Sometimes when you're watching football you don't want artistry, you want brute force. This is to celebrate those players who had dynamite in their boot, and could always be relied-on to hit it when the crowd told them to.
A Dutch midfielder who played for Utrecht, Ajax, Bayern Munich and PSV Eindhoven, Wouters was robust in the tackle and in the air, too, as Paul Gascoigne found out, fracturing a cheekbone when Wouters elbowed him in a World Cup qualifier in 1993. Holland qualified and England did not, leading some to suspect that perhaps Wouters' was the more effective approach.
As for goals, Wouters was not that prolific, especially late in his career, when his duties became more defensive, but when he hit them, they stayed hit.
The Brazilian, nominally a left-back, hardly ever defended or played in his designated position, such was his sense of adventure. However, we're lucky he spent so much time attacking, because it meant he put his thighs with (reportedly) a 53cm circumference to good use.
Those tree-trunk legs were often used in order to thunder in a long-range shot from outside the box. In fact, it's almost all they were used for. 47 goals in 370 games for Real Madrid wasn't a bad return - though it must be said, he missed as many as he scored.
Like Wouters, Tugay was an uncompromising midfielder, who slotted well into the great Galatasaray and Turkey sides of the 1990s. A move to the UKV saw him turn out for Rangers, then spend eight years under similar hard nut Graeme Souness and his successor Mark Hughes at a grimly-effective Blackburn team.
Tugay loved a shot from long range, and though 49 goals in 554 club games is not a particular indicator of effectiveness, we're celebrating the technique and force, here.
Tony Yeboah, the Ghanaian striker, was a phenomenon. Though he played for Eintracht Frankfurt, Hamburg and a variety of other clubs, it was at Leeds United that he came to the attention of English football fans. For two seasons, his Steven Seagal-like approach to the game of football meant every playground striker was pretending to be him.

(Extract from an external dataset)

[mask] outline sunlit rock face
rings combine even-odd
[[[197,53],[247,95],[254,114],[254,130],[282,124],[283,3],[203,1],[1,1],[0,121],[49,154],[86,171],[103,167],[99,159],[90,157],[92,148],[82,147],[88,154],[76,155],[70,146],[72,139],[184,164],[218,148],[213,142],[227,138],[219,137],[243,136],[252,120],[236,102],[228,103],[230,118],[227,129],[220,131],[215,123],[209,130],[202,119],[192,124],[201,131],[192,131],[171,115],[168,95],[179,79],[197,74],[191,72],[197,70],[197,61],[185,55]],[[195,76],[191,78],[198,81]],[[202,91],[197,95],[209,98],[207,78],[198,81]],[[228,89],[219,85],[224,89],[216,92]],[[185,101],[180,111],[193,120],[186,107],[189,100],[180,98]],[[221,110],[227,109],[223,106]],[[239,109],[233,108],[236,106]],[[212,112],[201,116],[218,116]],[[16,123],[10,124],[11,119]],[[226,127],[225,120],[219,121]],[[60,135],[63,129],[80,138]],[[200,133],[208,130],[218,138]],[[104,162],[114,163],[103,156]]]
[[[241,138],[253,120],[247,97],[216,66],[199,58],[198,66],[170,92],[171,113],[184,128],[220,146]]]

No-one has made hitting one in off the crossbar look more pleasing on the eye.
Though he is best-known these days as the highest-profile former footballer from the modern era to come out as gay, Hitzlsperger made a name for himself on the pitch with direct running, incisive passing and goals that lived up to his nickname, "der Hammer".
Though he only scored 31 goals in a long club career, most of them came with a fair old thump behind them, and most of them were unstoppable.